Wissenswert: Thema Naturheilkunde
Thymian, Thymus vulgaris L.

Das Wort „Thymian“ kommt vom griechischen „thymon“, was soviel wie „Räuchern“, „Darbringen eines Brandopfers“ bedeutet und eng verwandt ist mit „thymos“, „Hauch“, „Geist“, „Mut“.

Das stark duftende, belebende Kraut wurde früher verwendet, um Mut einzuflößen. Sein Duft symbolisierte Aktivität, Tapferkeit und Stärke.

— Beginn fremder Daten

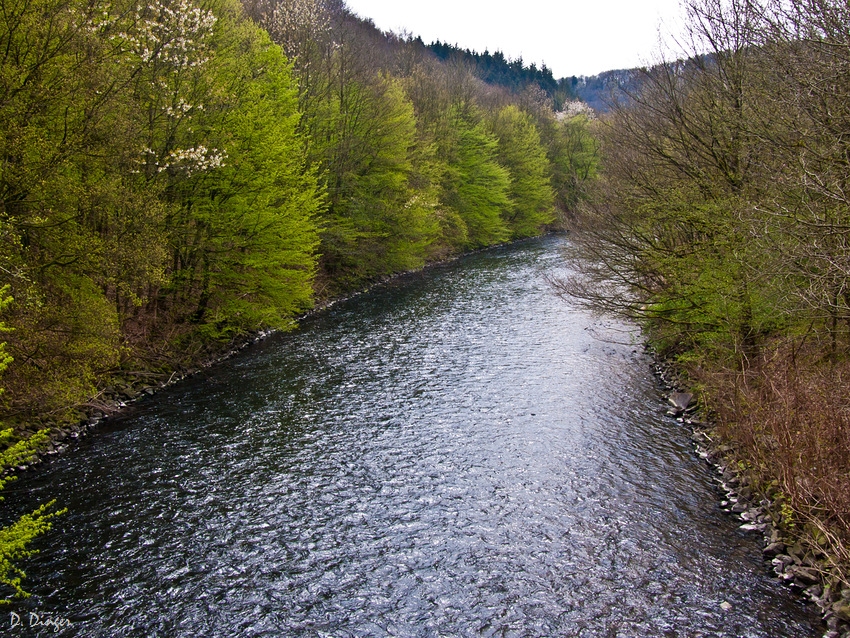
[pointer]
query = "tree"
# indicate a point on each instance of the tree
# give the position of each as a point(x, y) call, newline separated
point(475, 185)
point(521, 152)
point(15, 538)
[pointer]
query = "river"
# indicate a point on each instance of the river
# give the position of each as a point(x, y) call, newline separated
point(455, 453)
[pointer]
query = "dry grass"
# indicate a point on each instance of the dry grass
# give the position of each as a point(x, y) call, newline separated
point(788, 417)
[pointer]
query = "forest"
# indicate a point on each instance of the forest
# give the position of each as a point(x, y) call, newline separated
point(721, 225)
point(177, 174)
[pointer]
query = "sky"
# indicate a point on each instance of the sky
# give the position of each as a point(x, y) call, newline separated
point(571, 37)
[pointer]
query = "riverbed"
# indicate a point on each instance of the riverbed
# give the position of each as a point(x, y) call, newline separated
point(457, 452)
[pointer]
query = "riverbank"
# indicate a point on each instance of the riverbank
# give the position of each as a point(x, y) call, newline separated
point(459, 448)
point(124, 388)
point(805, 567)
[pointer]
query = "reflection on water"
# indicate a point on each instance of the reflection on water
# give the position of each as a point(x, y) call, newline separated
point(457, 453)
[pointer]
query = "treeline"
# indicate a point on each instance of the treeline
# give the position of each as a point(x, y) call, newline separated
point(176, 173)
point(722, 224)
point(496, 69)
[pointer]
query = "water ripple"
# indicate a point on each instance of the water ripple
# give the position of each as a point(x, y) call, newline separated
point(458, 453)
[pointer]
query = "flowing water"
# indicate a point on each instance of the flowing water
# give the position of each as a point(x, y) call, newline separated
point(455, 453)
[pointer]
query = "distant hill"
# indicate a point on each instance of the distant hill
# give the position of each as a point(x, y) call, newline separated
point(514, 75)
point(598, 91)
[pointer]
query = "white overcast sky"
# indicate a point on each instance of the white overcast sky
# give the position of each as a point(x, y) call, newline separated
point(572, 37)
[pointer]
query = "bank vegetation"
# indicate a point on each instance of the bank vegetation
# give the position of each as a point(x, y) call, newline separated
point(722, 224)
point(176, 174)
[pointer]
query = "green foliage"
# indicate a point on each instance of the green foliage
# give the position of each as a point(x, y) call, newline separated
point(521, 152)
point(475, 185)
point(15, 538)
point(573, 151)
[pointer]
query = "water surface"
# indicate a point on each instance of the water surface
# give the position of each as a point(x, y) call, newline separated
point(456, 453)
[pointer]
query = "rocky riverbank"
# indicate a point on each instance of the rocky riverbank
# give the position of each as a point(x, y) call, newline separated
point(802, 566)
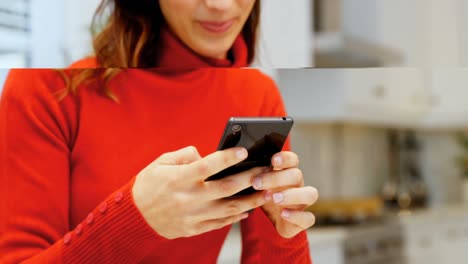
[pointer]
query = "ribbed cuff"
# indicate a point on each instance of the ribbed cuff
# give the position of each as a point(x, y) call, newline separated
point(115, 232)
point(279, 249)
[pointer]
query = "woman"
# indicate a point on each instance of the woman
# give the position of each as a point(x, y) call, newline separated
point(76, 144)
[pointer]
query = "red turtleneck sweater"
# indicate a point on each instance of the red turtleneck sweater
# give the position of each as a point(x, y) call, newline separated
point(67, 167)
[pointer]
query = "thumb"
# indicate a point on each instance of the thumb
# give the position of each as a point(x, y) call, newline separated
point(179, 157)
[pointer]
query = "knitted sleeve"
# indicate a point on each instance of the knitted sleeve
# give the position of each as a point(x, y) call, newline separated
point(261, 243)
point(36, 137)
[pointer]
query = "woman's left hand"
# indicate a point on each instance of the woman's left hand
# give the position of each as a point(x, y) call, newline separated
point(287, 195)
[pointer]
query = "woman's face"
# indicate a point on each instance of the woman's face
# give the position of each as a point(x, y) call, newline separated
point(208, 27)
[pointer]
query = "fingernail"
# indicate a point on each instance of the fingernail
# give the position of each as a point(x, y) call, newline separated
point(257, 183)
point(241, 154)
point(278, 197)
point(278, 161)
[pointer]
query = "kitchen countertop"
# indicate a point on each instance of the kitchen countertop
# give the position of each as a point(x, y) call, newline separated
point(328, 237)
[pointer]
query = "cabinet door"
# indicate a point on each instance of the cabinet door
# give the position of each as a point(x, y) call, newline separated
point(422, 245)
point(452, 241)
point(387, 96)
point(448, 93)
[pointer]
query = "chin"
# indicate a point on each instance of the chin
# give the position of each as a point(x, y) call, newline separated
point(215, 50)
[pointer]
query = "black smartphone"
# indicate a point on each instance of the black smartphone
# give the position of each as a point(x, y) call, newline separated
point(261, 136)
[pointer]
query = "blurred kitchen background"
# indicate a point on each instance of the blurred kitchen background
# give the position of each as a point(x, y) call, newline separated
point(386, 147)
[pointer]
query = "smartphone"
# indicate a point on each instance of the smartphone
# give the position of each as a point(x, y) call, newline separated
point(261, 136)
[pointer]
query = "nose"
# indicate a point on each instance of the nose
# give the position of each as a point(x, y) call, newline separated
point(219, 4)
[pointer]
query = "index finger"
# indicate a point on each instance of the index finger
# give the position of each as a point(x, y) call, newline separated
point(284, 160)
point(202, 169)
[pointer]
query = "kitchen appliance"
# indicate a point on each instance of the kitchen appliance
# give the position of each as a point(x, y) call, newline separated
point(375, 243)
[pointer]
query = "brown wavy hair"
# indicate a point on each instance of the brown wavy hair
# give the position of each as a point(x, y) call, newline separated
point(126, 35)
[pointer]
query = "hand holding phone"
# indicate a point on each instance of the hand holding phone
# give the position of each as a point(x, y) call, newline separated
point(261, 136)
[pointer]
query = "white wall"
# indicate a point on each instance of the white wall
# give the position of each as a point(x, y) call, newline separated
point(78, 40)
point(425, 32)
point(286, 34)
point(47, 31)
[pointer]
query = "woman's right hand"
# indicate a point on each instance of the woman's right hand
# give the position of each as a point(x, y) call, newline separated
point(173, 197)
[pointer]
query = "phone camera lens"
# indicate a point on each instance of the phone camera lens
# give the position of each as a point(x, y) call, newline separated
point(236, 128)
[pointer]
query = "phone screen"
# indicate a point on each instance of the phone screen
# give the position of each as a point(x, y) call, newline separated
point(261, 136)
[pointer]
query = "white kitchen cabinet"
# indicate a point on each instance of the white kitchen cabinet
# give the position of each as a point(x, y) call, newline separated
point(448, 98)
point(3, 75)
point(285, 40)
point(424, 32)
point(436, 236)
point(380, 96)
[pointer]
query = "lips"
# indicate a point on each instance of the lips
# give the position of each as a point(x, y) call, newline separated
point(217, 26)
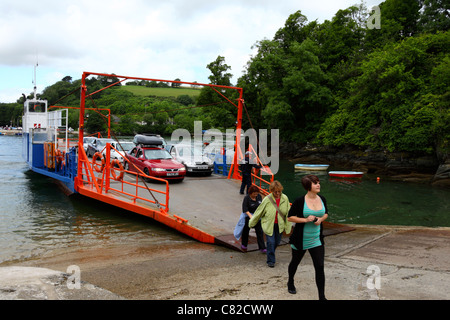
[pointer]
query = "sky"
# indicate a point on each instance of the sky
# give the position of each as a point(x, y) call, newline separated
point(143, 38)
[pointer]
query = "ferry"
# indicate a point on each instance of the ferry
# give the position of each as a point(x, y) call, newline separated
point(204, 209)
point(195, 208)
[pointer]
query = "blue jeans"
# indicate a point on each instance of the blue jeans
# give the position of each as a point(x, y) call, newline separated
point(272, 243)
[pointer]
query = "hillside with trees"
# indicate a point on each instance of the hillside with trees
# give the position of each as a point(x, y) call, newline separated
point(337, 83)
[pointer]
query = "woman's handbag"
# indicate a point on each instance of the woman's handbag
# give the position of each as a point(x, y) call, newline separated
point(240, 226)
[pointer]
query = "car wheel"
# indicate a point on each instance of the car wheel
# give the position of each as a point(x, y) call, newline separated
point(147, 173)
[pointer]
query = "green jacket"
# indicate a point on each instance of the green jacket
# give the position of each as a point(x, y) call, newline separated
point(266, 212)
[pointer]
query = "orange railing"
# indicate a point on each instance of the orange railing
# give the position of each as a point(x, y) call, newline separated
point(257, 180)
point(99, 177)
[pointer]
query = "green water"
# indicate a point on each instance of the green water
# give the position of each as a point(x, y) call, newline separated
point(364, 201)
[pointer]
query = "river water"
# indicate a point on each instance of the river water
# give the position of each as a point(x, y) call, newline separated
point(37, 217)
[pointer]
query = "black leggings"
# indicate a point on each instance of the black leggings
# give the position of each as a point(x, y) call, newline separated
point(318, 257)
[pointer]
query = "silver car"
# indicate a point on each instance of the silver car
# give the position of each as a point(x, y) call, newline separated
point(192, 157)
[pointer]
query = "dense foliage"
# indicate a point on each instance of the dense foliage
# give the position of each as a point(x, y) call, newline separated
point(339, 83)
point(336, 83)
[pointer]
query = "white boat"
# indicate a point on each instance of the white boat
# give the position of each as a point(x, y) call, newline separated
point(346, 174)
point(312, 167)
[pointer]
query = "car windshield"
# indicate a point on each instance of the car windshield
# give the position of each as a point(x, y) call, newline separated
point(190, 152)
point(155, 154)
point(125, 146)
point(103, 143)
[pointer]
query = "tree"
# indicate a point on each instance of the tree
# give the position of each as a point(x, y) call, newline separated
point(219, 72)
point(435, 16)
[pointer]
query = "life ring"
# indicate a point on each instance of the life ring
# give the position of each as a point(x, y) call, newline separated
point(60, 158)
point(113, 170)
point(96, 166)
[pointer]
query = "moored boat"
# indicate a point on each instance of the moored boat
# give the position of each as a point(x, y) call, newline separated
point(312, 167)
point(346, 174)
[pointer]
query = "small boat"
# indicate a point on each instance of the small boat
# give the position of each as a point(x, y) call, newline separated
point(313, 167)
point(346, 174)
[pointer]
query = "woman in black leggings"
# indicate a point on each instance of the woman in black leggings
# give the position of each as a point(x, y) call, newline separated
point(308, 212)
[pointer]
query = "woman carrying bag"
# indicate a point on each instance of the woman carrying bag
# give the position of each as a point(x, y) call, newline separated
point(273, 212)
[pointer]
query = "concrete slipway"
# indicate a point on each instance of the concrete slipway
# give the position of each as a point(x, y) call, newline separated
point(414, 264)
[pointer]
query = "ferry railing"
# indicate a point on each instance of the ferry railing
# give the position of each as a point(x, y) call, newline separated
point(99, 176)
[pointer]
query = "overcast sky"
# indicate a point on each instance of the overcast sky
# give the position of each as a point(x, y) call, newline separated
point(143, 38)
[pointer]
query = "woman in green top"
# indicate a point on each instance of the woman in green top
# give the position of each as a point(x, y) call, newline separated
point(308, 212)
point(273, 212)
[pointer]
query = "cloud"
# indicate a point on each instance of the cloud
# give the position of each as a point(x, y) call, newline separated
point(162, 39)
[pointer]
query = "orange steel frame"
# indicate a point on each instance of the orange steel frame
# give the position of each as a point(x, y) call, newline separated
point(88, 184)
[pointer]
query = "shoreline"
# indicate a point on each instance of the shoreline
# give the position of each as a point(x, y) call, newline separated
point(414, 264)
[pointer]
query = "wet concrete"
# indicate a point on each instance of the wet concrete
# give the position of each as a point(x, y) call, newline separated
point(369, 263)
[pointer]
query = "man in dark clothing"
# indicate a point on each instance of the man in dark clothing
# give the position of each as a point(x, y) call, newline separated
point(246, 171)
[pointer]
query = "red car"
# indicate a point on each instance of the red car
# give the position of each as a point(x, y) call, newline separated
point(154, 161)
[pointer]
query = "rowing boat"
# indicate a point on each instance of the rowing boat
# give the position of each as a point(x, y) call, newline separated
point(312, 167)
point(346, 174)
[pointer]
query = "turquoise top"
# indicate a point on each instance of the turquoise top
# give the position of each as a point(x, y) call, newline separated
point(311, 232)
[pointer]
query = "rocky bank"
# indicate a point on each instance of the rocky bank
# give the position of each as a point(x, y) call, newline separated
point(398, 165)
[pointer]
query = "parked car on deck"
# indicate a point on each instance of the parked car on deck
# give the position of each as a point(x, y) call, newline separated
point(148, 137)
point(192, 157)
point(86, 141)
point(122, 146)
point(152, 159)
point(97, 145)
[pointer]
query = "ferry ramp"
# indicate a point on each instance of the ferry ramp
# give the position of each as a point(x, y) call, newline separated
point(204, 208)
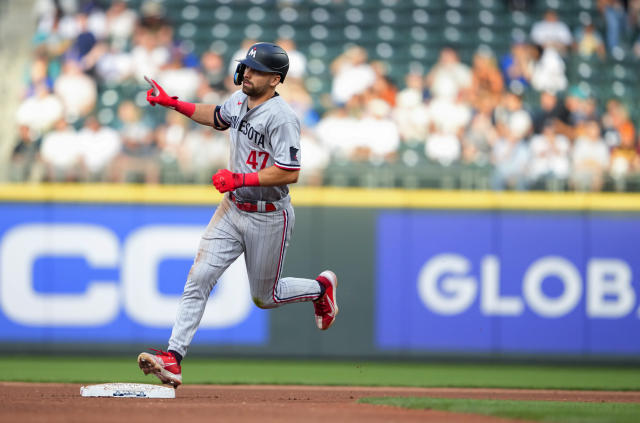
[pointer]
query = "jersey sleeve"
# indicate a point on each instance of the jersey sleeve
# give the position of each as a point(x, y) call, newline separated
point(285, 140)
point(225, 112)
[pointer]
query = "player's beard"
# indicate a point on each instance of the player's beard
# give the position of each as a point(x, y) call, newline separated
point(254, 91)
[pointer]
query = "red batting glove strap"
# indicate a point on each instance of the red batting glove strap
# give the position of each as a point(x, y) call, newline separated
point(224, 180)
point(187, 109)
point(163, 99)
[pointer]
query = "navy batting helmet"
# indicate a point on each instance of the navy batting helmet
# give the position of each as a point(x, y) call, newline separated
point(265, 57)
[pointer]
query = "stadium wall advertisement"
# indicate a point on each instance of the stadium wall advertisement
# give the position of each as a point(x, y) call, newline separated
point(419, 276)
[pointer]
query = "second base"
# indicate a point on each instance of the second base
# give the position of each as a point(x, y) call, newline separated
point(127, 390)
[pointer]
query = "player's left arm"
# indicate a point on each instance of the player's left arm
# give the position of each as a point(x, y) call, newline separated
point(224, 180)
point(275, 176)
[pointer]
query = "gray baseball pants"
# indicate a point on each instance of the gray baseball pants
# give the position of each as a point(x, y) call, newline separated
point(264, 238)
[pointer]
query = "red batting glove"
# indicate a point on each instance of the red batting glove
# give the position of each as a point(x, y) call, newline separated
point(224, 180)
point(156, 95)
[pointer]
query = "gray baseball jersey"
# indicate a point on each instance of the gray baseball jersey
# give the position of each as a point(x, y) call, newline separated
point(266, 135)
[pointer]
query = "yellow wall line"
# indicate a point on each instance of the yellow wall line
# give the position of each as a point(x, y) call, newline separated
point(325, 197)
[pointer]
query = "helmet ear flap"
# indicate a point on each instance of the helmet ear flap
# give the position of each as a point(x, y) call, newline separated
point(238, 76)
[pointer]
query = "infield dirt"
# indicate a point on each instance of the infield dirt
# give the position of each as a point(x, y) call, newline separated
point(53, 403)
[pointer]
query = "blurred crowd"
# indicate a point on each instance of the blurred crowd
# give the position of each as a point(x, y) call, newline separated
point(451, 113)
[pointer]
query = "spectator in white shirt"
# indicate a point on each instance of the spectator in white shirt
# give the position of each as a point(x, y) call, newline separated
point(590, 158)
point(99, 145)
point(77, 91)
point(549, 158)
point(352, 75)
point(40, 111)
point(60, 153)
point(449, 77)
point(551, 32)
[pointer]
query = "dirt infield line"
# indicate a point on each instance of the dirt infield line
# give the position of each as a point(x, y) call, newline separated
point(47, 402)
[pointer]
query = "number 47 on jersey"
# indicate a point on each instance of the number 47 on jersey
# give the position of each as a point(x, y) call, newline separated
point(258, 156)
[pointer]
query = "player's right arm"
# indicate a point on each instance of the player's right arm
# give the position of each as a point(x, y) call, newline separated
point(204, 114)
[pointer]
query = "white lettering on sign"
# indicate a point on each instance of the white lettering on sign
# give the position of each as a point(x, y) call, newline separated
point(458, 290)
point(146, 248)
point(610, 294)
point(20, 248)
point(446, 287)
point(137, 291)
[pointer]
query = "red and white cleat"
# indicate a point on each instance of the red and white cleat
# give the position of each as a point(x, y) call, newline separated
point(163, 364)
point(326, 307)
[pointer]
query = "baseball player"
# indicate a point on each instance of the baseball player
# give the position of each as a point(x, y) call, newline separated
point(255, 216)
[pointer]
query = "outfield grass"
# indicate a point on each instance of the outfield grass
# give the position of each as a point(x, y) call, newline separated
point(547, 411)
point(232, 371)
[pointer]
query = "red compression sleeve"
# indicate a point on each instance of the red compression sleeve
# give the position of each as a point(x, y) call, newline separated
point(251, 179)
point(187, 109)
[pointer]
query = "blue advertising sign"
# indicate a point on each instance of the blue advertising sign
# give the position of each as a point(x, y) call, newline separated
point(508, 282)
point(112, 273)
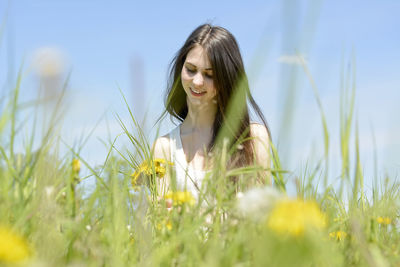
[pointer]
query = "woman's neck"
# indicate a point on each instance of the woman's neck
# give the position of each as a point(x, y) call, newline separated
point(200, 117)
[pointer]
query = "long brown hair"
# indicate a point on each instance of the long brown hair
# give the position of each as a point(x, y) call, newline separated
point(229, 79)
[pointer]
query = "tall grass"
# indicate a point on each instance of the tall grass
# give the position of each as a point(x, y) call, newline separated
point(114, 225)
point(119, 223)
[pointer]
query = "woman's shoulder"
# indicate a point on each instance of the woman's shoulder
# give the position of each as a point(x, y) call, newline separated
point(259, 130)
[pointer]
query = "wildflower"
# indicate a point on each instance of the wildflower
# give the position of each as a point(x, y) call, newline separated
point(338, 235)
point(294, 216)
point(49, 190)
point(49, 61)
point(147, 169)
point(76, 165)
point(257, 202)
point(180, 197)
point(166, 224)
point(384, 220)
point(13, 248)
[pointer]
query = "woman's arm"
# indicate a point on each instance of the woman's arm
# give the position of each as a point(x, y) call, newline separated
point(262, 150)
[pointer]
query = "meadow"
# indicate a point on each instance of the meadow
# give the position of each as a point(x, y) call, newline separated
point(47, 219)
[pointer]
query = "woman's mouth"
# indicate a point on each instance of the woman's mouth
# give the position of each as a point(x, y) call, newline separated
point(196, 92)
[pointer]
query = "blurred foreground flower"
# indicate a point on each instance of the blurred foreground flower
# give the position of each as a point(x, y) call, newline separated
point(13, 248)
point(384, 220)
point(165, 224)
point(48, 61)
point(76, 165)
point(180, 197)
point(338, 235)
point(295, 216)
point(257, 202)
point(160, 168)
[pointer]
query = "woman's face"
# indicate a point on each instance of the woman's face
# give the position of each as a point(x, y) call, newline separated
point(197, 77)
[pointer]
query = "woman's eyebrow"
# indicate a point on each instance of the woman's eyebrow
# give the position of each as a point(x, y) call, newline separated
point(193, 65)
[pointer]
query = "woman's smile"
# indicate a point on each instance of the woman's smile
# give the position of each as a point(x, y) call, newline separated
point(197, 92)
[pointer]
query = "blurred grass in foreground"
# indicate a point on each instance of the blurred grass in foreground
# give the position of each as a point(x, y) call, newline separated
point(45, 216)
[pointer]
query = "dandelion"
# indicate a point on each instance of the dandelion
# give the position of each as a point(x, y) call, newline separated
point(76, 165)
point(337, 235)
point(13, 248)
point(49, 61)
point(147, 169)
point(295, 216)
point(180, 197)
point(166, 224)
point(384, 220)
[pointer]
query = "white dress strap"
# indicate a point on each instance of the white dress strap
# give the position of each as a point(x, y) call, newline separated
point(187, 178)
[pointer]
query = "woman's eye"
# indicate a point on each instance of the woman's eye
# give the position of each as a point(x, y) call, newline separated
point(190, 70)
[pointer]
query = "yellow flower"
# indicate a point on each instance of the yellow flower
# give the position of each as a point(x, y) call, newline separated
point(13, 248)
point(167, 224)
point(76, 165)
point(338, 235)
point(147, 169)
point(180, 197)
point(294, 216)
point(384, 220)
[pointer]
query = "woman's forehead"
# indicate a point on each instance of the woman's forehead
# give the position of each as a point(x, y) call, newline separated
point(198, 57)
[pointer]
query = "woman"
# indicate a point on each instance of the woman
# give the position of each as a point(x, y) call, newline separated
point(208, 93)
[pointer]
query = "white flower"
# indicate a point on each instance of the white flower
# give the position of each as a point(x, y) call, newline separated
point(49, 191)
point(257, 202)
point(48, 61)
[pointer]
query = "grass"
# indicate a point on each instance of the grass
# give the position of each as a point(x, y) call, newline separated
point(48, 217)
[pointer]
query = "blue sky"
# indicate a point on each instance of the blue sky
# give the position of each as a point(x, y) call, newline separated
point(102, 40)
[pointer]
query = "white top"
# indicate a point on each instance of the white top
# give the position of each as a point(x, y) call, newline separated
point(187, 178)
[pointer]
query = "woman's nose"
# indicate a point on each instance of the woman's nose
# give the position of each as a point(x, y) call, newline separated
point(198, 80)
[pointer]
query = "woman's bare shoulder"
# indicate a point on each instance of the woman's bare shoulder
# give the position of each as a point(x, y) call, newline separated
point(259, 131)
point(161, 147)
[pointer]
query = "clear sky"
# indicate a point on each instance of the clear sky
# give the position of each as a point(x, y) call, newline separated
point(129, 44)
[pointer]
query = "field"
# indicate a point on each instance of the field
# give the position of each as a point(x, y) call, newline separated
point(47, 219)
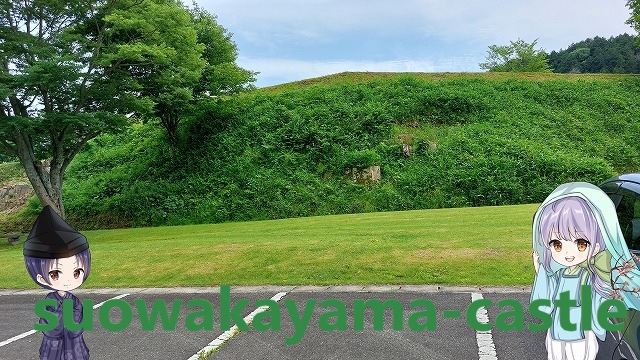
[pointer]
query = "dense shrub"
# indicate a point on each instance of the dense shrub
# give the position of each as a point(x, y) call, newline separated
point(474, 140)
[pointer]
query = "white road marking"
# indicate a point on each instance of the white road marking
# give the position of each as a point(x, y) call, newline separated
point(486, 347)
point(217, 342)
point(31, 332)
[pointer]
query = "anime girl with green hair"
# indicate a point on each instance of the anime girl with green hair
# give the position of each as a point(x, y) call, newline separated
point(577, 241)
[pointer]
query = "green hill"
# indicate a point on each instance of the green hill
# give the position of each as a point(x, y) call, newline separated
point(440, 140)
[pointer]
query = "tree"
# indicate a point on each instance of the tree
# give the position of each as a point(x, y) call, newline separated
point(634, 19)
point(220, 74)
point(598, 55)
point(519, 56)
point(72, 69)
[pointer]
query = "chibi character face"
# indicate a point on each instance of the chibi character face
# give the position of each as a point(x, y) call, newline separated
point(64, 274)
point(570, 232)
point(569, 252)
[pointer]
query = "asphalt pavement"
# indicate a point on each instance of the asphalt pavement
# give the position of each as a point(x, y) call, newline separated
point(295, 322)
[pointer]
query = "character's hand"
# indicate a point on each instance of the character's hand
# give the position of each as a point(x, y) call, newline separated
point(536, 261)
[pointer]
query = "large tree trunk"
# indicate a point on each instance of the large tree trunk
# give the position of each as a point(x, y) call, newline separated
point(45, 175)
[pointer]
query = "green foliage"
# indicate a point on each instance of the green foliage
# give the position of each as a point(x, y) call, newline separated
point(475, 140)
point(634, 19)
point(10, 172)
point(519, 56)
point(616, 55)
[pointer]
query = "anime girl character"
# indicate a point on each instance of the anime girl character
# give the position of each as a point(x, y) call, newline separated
point(577, 241)
point(57, 257)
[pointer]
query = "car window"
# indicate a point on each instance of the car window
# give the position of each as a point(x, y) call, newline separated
point(629, 217)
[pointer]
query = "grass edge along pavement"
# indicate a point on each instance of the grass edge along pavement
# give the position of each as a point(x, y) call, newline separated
point(477, 246)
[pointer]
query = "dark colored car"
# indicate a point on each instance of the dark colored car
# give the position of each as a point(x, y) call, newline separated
point(624, 191)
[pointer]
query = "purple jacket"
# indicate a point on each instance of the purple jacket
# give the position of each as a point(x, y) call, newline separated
point(60, 343)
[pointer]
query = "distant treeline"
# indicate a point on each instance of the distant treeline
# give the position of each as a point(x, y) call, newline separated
point(440, 140)
point(616, 55)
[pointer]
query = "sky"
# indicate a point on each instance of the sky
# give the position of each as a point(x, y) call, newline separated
point(289, 40)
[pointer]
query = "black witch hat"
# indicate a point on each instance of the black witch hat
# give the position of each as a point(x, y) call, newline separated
point(52, 238)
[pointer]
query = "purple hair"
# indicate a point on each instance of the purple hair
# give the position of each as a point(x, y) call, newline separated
point(39, 266)
point(569, 218)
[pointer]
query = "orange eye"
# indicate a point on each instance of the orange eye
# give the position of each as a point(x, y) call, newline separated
point(54, 275)
point(77, 273)
point(582, 244)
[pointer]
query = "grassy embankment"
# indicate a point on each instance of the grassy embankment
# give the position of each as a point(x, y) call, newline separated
point(465, 246)
point(282, 152)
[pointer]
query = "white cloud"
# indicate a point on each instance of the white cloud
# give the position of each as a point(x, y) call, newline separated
point(289, 40)
point(275, 71)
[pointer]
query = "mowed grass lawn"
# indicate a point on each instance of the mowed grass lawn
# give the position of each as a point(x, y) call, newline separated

Thymian wurde auch vielerorts als Räuchermittel benutzt, mit dessen Hilfe man Ungeziefer vom Haus fernhielt.

Thymus vulgaris, Echter Thymian, ist auf den Felsenheiden und in den immergrünen Buschwäldern des Mittelmeerraumes beheimatet. Er wurde, wie sehr viele Heilpflanzen aus dieser Region, von den Benediktinern über die Alpen in die Klostergärten gebracht.

Heute zieht man diese Staude in vielen Hausgärten und baut Thymian für Heil- und Gewürzzwecke in Großkulturen an. Als Gewürz verbessert er die Verdauung und beugt Blähungen vor. In der europäischen Volksmedizin hat diese Heilpflanze besonders bei erkältungsbedingten Atemwegsbeschwerden eine lange Tradition.

Die Inhaltsstoffe von Thymiankraut, allen voran das enthaltene ätherische Öl, wirken krampflösend, schleimfördernd, auswurffördernd, antibakteriell, antimykotisch, antiviral und entzündungshemmend.

Aufgrund der vielseitigen Wirkungen wird Thymian in der modernen Kräuterkunde bei erkältungsbedingtem produktivem Husten, Bronchitis sowie in Form einer Mundspülung auch bei Zahnfleischentzündung und bei Mundgeruch verwendet.

Thymian-Tee, eventuell mit Honig gesüßt, sollte sofort bei den ersten Anzeichen eines festsitzenden Hustens verabreicht werden, meistens kann auf  diese einfache Art ein starker, hartnäckiger Husten verhindert werden.

Thymiankraut eignet sich hervorragend zur Inhalation (ca. 1 Teelöffel in etwa ½ Liter heißes, nicht siedendes (!) Wasser geben). Die heißen Dämpfe werden bei Husten, Schnupfen und Stirnhöhlenkatarrhen geschätzt.

Wenn es im Hals kratzt, sich also eine Erkältung ankündigt, kann man durch Gurgeln mit Thymian-Tee den Anfängen wehren. Besonders bei Kindern hat sich die Heilpflanze als Mittel gegen Reiz- und Krampfhusten sowie Keuchhusten bewährt.

Bereitet man aus Thymiankraut Tee, nimmt man 2 Teelöffel und gießt mit einer Tasse Wasser heiß auf, lässt 5-10 Minuten bedeckt ziehen und seiht dann ab. Mehrmals täglich 1 Tasse trinken.

Thymian-Extrakte gibt es sowohl als Monopräparate, als auch als Bestandteil von Kombinationspräparaten. Nebenwirkungen bzw. Wechselwirkungen mit anderen Arzneimitteln sind bisher nicht bekannt, ebenso sind keine Gegenanzeigen zu beachten.